Although this has been heralded as a huge advance, around 30% of patients in Hope-B did not reach 30% FIX activity, and some participants still experienced bleeds.

Freeline hopes to go one step further and eliminate serious bleeds, returning haemophilia B patients to a normal life. The company noted that in B-Amaze there were no bleeds that needed FIX supplementation.

The increased FIX activity seen with verbrinacogene setparvov is down to Freeline’s novel synthetic capsid, called AAVS3, the company’s founder, Professor Amit Nathwani of University College London, explained during yesterday’s call. He said the capsid leads to three to sixfold higher levels of gene transfer compared with other, wild-type capsids, which in turn should spur high levels of protein expression using relatively low doses of vector.

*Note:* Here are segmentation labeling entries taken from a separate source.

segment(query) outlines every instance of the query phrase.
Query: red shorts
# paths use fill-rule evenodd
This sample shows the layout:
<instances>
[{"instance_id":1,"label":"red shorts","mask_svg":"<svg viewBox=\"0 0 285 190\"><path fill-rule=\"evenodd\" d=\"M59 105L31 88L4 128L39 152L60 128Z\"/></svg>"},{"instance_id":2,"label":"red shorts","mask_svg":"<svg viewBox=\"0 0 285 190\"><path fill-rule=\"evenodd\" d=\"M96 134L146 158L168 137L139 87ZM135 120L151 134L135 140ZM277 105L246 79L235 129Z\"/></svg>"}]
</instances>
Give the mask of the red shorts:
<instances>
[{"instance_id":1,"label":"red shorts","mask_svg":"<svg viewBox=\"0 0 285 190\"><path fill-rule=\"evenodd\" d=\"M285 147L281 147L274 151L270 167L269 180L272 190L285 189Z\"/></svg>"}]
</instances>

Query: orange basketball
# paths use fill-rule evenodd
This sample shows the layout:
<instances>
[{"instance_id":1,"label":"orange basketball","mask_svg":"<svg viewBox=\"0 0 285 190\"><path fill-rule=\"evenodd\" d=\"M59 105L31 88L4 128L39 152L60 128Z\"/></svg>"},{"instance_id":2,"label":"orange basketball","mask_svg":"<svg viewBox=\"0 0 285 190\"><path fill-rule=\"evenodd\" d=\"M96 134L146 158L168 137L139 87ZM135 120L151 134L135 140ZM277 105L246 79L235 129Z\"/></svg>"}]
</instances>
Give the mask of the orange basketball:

However, Uniqure’s capsid might have an edge in one respect: Hope-B did not exclude patients with pre-existing neutralising antibodies to AAV.

Freeline’s trial did include some patients with neutralising antibodies, Ms Krop told Evaluate Vantage, although there was a cut-off over which patients with these antibodies were excluded. This was intentionally low, Ms Heggie added, without giving details.

Although the data from B-Amaze look promising, the patient numbers involved are small, and Freeline now needs to show that its claims hold up in a bigger population. The pivotal trial will enrol 20 patients initially, and the phase IIb portion will be used to confirm the dose before moving into the phase III portion.

Freeline hopes it will be able to file for accelerated approval based on 26-week FIX data along with 52-week annualised bleeding rate data in a subset of these patients. The study will then enrol up to 30 more patients to evaluate 52-week ABR, which is designed to support full approval.

It is too early to call a winner in haemophilia B gene therapy, according to Evercore ISI’s Josh Schimmer, who added: “Uniqure has a bird in the hand with its dataset while Freeline has a couple of promising ones in the bush.”

Ms Heggie is not concerned about not being first to market. “We know we're probably two years behind Uniqure, but we know patients will wait for the best treatment.”

She also told Evaluate Vantage that, while Freeline is not yet discussing pricing, “we expect to have really strong value proposition if, as we expect, it’ll be a functional cure”.

Freeline still has a lot of work to do, but Uniqure might soon have some real competition.